After beating Todd Martin in his first singles rubber on Friday, and then pairing up with Lorenzo Manta to win Saturday's doubles match, Federer on Sunday saw off America's Jan-Michael Gambill in four sets. The 7-5, 6-2, 4-6, 6-2 win guaranteed Switzerland the overall victory with a match to spare.
"It's something I will never forget," grinned an ecstatic Federer afterwards. "To get all three points and to have almost kicked out the Americans by myself is incredible."
The first set of the match between Federer and Gambill was a tightly contested affair and seemed destined to end in a tie-break. But with the score at 5-5, Federer finally broke the American, before holding his own service game to take the set.

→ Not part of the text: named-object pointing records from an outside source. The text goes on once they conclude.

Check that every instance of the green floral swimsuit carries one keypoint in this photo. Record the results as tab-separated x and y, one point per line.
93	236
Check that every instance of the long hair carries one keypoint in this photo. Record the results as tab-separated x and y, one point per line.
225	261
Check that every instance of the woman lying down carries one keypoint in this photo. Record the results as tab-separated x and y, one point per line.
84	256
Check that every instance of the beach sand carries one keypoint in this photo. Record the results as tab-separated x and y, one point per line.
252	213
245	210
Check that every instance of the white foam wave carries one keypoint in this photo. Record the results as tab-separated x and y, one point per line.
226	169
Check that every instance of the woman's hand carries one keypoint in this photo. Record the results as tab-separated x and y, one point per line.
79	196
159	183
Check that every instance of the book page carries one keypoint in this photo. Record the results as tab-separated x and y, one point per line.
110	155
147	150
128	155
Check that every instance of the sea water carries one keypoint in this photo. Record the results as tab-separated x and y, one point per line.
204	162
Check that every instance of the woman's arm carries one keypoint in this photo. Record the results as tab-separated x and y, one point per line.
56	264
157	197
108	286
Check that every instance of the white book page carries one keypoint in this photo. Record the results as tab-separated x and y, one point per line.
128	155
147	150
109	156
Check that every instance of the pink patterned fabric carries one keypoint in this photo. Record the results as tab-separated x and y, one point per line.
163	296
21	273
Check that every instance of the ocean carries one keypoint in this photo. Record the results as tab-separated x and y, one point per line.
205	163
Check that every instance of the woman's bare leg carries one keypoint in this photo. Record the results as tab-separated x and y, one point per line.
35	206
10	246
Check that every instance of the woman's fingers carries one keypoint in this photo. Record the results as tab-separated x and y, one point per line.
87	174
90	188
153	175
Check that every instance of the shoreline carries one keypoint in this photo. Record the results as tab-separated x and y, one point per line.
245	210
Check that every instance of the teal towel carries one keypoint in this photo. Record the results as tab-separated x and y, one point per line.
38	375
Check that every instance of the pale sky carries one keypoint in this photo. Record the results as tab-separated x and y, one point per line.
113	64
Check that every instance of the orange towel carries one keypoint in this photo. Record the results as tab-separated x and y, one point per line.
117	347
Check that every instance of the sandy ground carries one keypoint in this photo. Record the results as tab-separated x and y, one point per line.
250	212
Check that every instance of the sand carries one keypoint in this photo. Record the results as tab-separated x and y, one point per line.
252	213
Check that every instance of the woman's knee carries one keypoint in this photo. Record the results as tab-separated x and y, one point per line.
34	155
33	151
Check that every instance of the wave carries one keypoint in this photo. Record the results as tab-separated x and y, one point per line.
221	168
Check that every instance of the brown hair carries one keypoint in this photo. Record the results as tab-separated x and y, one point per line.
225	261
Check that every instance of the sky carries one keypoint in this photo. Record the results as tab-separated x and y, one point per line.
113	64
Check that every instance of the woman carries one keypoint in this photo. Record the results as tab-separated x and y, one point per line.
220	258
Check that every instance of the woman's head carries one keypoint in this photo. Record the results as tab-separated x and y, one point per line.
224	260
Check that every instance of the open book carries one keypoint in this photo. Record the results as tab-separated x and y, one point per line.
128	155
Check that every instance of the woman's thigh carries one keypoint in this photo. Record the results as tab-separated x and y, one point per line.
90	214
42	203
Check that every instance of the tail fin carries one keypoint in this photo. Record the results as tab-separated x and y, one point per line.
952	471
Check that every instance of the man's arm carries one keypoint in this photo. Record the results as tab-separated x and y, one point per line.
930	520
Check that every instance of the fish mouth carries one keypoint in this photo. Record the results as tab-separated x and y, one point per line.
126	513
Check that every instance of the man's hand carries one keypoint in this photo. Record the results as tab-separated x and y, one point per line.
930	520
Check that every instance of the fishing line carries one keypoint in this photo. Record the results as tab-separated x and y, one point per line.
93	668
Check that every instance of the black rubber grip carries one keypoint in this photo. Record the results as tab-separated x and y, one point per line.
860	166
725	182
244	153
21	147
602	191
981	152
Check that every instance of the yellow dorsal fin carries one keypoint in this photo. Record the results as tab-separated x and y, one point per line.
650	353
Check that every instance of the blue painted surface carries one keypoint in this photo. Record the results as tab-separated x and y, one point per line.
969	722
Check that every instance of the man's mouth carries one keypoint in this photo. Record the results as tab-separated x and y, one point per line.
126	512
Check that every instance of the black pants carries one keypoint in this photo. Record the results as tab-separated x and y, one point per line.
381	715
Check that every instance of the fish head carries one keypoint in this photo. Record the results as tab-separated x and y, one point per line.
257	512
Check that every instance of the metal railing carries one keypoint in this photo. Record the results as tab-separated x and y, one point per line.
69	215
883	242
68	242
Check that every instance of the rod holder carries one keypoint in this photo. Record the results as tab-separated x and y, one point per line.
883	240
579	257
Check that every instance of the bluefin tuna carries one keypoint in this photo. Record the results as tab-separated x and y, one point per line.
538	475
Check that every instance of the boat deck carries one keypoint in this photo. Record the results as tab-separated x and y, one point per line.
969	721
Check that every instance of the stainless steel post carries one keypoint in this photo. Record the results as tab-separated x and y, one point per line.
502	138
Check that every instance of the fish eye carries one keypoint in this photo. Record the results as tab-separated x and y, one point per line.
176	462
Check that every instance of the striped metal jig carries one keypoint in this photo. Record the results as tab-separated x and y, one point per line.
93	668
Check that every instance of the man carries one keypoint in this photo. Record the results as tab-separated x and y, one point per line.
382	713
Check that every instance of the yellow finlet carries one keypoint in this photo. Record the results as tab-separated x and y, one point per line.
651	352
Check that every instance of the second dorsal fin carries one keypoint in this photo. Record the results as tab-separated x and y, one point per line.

Gambill appeared stunned for a while after that with Federer virtually cruising through the second set. But another decisive break at the end of the third set, this time in Gambill's favour, put the US player back in the match.

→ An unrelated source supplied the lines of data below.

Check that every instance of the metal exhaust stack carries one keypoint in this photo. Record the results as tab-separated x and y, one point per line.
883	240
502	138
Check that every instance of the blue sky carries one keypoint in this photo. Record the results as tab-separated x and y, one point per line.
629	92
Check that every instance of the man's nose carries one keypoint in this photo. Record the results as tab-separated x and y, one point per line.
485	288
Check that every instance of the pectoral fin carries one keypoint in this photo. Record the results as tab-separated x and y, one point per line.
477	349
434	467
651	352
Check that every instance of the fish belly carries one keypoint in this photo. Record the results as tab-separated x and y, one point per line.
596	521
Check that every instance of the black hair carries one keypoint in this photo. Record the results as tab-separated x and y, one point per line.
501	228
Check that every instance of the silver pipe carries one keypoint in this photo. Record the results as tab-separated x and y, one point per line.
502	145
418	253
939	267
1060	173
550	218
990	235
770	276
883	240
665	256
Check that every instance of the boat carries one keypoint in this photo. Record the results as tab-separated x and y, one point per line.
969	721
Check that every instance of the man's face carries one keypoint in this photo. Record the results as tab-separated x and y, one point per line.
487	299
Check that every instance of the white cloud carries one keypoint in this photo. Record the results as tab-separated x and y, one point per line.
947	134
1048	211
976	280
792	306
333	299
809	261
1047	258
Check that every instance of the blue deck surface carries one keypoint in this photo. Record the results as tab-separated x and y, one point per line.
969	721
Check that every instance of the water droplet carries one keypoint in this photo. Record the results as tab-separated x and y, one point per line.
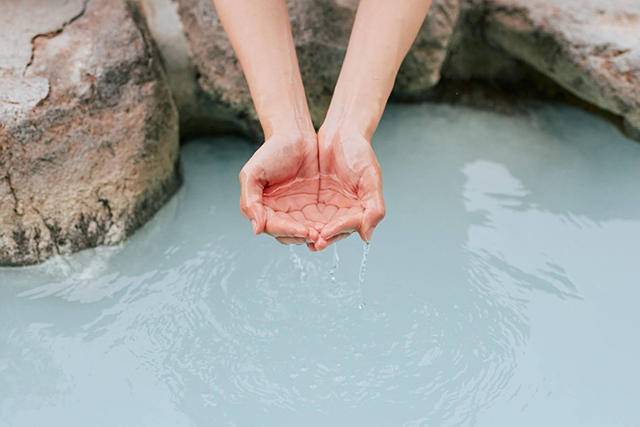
336	261
363	266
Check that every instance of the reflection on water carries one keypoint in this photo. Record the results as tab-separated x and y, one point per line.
499	292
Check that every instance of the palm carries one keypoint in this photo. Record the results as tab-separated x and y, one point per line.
350	182
300	191
280	188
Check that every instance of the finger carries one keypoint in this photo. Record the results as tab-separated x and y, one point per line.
313	235
281	226
251	201
300	217
322	244
373	214
291	240
329	211
345	224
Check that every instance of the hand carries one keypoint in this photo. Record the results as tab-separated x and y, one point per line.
279	189
350	194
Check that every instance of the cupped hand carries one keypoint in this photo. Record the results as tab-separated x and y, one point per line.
350	188
279	189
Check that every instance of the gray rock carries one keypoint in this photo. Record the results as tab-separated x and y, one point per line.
221	101
88	128
589	47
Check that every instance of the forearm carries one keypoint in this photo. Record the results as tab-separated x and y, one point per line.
382	34
260	33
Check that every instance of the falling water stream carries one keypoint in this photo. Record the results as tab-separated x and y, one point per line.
502	290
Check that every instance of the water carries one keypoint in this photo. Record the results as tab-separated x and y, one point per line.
363	267
501	289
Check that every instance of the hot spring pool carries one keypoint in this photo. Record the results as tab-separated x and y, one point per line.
501	290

Federer responded swiftly, however, breaking Gambill just three games into the new set. The man from Washington managed to successfully defend two break points on his next service game, but a wildly hit baseline shot two games later gifted Federer a 5-2 lead.

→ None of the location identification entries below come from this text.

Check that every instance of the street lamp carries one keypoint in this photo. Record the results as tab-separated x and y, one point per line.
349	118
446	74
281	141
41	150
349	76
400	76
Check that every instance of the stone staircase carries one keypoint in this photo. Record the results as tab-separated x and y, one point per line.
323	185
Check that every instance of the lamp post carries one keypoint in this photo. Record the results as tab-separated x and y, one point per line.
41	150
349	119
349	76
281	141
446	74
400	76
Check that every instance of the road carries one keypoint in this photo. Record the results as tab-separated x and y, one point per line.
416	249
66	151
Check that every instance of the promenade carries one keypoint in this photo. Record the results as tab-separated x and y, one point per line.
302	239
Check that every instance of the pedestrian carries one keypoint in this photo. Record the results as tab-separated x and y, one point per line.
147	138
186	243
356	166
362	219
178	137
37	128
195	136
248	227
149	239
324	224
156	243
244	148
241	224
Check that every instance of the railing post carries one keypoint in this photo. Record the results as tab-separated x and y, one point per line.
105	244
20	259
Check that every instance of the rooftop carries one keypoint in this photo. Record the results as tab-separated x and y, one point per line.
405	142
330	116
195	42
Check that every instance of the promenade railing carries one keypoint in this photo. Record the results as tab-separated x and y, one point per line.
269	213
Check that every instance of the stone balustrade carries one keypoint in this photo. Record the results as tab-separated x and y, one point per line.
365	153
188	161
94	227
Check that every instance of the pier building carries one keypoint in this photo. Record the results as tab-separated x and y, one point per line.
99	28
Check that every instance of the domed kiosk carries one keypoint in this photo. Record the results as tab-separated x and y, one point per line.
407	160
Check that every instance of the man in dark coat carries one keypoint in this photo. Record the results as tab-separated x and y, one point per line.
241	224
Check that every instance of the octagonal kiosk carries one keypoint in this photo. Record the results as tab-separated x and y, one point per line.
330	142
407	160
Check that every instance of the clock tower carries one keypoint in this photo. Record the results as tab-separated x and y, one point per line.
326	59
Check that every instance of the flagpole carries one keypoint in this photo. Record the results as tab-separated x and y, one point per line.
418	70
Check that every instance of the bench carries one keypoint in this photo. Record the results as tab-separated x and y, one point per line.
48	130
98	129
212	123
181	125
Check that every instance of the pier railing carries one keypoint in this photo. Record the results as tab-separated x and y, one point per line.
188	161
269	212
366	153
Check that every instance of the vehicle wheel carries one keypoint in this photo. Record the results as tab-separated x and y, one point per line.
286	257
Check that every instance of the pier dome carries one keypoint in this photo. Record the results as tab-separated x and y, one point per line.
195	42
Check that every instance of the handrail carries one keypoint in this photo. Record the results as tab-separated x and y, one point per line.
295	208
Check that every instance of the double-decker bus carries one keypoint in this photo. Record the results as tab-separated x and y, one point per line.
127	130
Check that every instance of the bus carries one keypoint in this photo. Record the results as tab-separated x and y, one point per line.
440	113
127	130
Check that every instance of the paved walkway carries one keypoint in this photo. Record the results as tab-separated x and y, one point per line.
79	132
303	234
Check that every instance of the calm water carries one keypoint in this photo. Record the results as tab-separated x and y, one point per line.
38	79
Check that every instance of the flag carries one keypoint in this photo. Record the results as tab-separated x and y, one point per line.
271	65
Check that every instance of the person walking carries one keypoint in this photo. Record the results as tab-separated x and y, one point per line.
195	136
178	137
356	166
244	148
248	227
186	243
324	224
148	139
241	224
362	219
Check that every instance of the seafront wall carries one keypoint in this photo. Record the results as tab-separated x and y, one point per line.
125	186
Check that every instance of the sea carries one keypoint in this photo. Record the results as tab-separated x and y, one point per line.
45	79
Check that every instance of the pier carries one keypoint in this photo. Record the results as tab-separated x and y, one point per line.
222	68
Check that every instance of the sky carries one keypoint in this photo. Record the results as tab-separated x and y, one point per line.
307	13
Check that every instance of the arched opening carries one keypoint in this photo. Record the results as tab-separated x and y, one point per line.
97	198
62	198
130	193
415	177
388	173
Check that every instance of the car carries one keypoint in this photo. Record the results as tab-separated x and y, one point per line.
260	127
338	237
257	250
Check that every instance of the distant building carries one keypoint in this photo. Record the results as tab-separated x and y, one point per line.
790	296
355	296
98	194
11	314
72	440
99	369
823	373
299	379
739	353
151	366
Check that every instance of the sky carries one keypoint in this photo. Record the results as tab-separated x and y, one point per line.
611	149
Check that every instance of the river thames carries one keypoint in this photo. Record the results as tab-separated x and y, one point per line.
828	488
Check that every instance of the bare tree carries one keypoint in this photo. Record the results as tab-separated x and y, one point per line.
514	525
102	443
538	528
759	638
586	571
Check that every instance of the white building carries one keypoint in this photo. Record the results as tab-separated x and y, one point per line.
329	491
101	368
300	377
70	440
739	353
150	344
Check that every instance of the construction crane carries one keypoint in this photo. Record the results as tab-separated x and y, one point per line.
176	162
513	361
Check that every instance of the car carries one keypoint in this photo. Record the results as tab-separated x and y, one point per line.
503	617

The Swiss number one then comfortably held serve, finishing with an ace, to complete his fourth win in four matches against Gambill, simultaneously earning Switzerland their first ever Davis Cup win over the US.
Federer later struggled to describe what his feelings had been at that point.
"I think it's very difficult to explain my first thoughts," he said. "Certainly there was absolute relief and happiness, plus the feeling of finishing with an ace - the whole crowd went crazy and to be in your home town and getting all the points for your team, that's incredible."
American teenager Andy Roddick provided some consolation for his team, beating Swiss number four George Bastl 6-3, 6-4 in Sunday's second match. But the result was academic, merely reducing the scoreline to 3-2 in Switzerland's favour.
The two country's only previous meeting came in 1992 when the Swiss were beaten by the US in Switzerland's first and so far only appearance in the tournament's final.
If the current team are to match, or even surpass, the achievements of nine years ago, they will first have to overcome another difficult assignment in the quarter-finals against a strong French side.
While the US team in Basel were without the services of their top stars Andre Agassi and Pete Sampras, France are expected to be at full strength with a line-up to worry even Federer.
In Arnaud Clement, Sebastien Grosjean and Cedric Pioline, the French can point to three players placed higher in the world rankings than the Swiss number one.
"It will definitely be very tough again," Federer admitted. "We'll be playing in Neuchatel where I played my first Davis Cup tie against Italy so it will be interesting.
"France have lot of good players, especially at the moment, but we'll be playing at home again and that's going to help us a lot."